Josh peeked inside the back door. Things were reasonably under control—reasonably meaning there were no food fights or overturned furniture. And no tears.
“It’s a long story and I don’t have much time,” Josh said, “so listen carefully.” He told the story as briefly as he could.
“Let me see if I have this straight,” Logan said. “You have moved a woman wanted for suspicion of murder into your house.”
“Believe me, she’s no murderous psychopath, if that’s what you’re thinking. And she’ll only be here long enough for me to see if her story checks out.”
“And just how would you verify this since the only people who know if she’s telling the truth are her dead husband and the two men she claimed killed him?”
“I have ways. Look, I know her story sounds fishy, but…”

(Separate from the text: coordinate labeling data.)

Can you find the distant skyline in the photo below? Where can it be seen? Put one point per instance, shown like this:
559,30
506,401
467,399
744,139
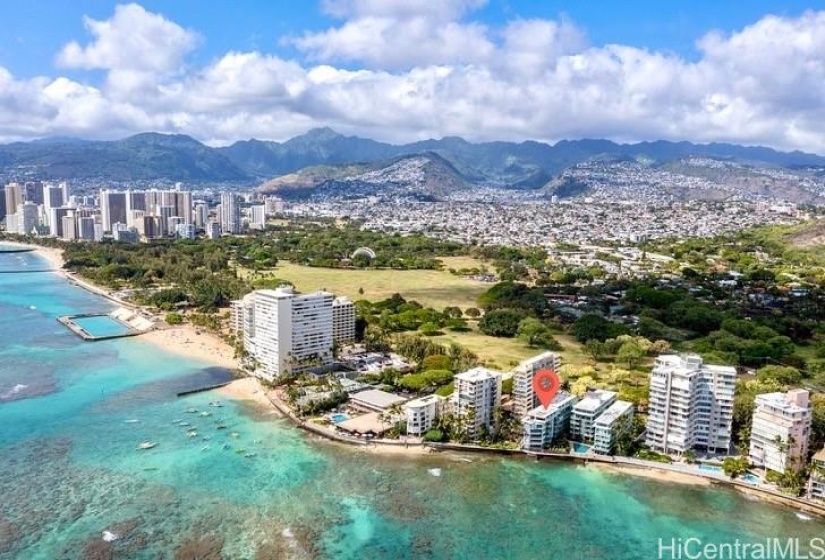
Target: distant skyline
750,73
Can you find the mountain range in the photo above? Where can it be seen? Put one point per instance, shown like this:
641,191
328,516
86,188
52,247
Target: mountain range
324,157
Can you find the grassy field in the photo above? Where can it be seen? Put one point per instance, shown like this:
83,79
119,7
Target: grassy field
504,353
431,288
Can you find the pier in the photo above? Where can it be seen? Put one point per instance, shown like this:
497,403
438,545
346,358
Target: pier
70,322
204,389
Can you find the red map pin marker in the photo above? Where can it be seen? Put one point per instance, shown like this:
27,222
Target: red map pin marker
546,384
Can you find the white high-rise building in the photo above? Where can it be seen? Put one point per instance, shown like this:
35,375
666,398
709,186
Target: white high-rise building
86,228
476,396
422,413
585,412
287,332
112,208
780,430
690,405
343,320
27,218
201,214
542,425
230,216
524,397
257,216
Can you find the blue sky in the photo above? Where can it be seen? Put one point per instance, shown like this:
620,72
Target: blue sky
400,70
34,30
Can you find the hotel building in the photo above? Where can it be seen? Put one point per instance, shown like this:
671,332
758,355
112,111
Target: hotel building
542,426
610,425
524,397
476,396
422,413
586,411
343,320
690,405
780,430
286,332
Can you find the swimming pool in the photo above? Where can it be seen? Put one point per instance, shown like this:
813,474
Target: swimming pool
102,325
580,448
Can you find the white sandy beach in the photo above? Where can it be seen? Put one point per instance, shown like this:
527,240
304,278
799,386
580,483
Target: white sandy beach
192,342
247,389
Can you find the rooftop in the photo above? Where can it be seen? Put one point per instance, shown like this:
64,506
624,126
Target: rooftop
374,398
541,413
478,374
594,399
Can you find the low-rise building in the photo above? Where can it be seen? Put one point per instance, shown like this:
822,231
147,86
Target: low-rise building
524,396
374,400
780,430
542,426
587,410
610,425
422,413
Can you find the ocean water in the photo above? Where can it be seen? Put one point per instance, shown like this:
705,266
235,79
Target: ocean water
240,482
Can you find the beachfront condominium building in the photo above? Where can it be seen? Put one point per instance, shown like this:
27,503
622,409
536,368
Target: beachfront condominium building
780,430
287,332
13,197
543,426
611,425
422,413
112,208
585,412
343,320
475,399
257,216
230,215
816,484
524,396
690,405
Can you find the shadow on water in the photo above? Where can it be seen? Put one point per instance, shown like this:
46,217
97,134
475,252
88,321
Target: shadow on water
163,389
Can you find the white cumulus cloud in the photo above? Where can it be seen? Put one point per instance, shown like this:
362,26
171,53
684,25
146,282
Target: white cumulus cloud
410,69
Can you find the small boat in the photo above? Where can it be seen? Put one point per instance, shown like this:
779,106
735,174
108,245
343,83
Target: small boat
108,536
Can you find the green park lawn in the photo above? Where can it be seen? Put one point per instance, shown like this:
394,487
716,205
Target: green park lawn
430,288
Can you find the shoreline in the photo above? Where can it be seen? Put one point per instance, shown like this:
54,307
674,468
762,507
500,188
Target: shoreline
188,341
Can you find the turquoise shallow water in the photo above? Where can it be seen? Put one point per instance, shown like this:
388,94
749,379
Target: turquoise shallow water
72,415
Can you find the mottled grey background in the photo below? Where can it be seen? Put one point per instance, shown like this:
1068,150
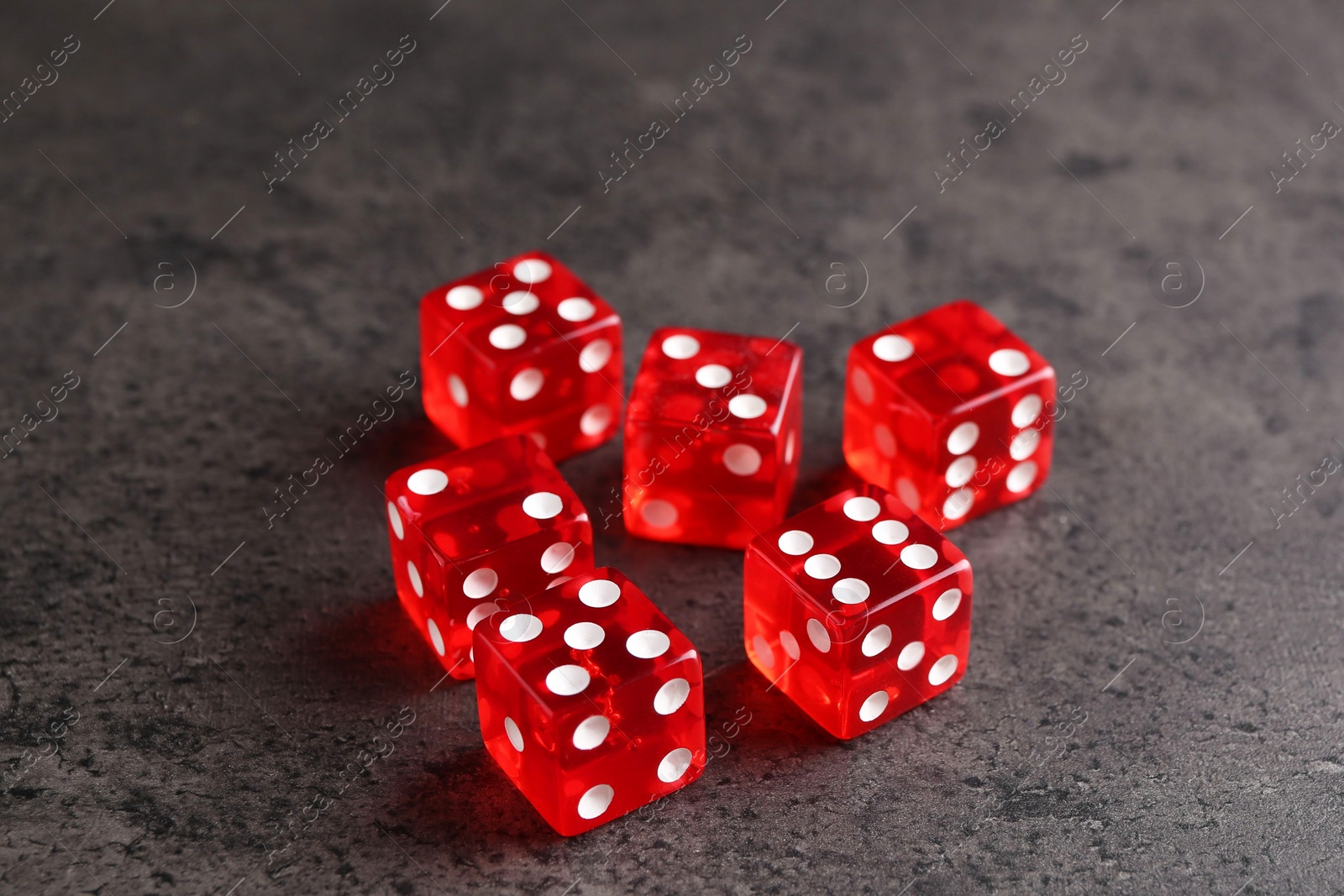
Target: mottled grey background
1084,752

“You think? She finds out her husband is running around on her and that same night two men she’s never heard of just happen to come by and shoot him right before she walks in the house.”
“It could happen.”
“Sure it could. Now let me guess. The woman is coyote-ugly with tiny breasts and her face is covered in warts.”
“Okay, so she’s good-looking, but that’s not what this is about. She’s scared, Logan, really scared, and not for herself. She’s scared for her daughters. I don’t know, maybe it’s because Tess put our sons into so much danger, but the fact that she’s such a dedicated mother gets to me. And I’m not going to let some D.A. in Houston decide how I do my job.”
“You were always one to make your own rules, but just be careful. And if there’s anything I can do, let me know.”
“I may take you up on that, little brother. Oops, got to go. My two loving sons require a referee.”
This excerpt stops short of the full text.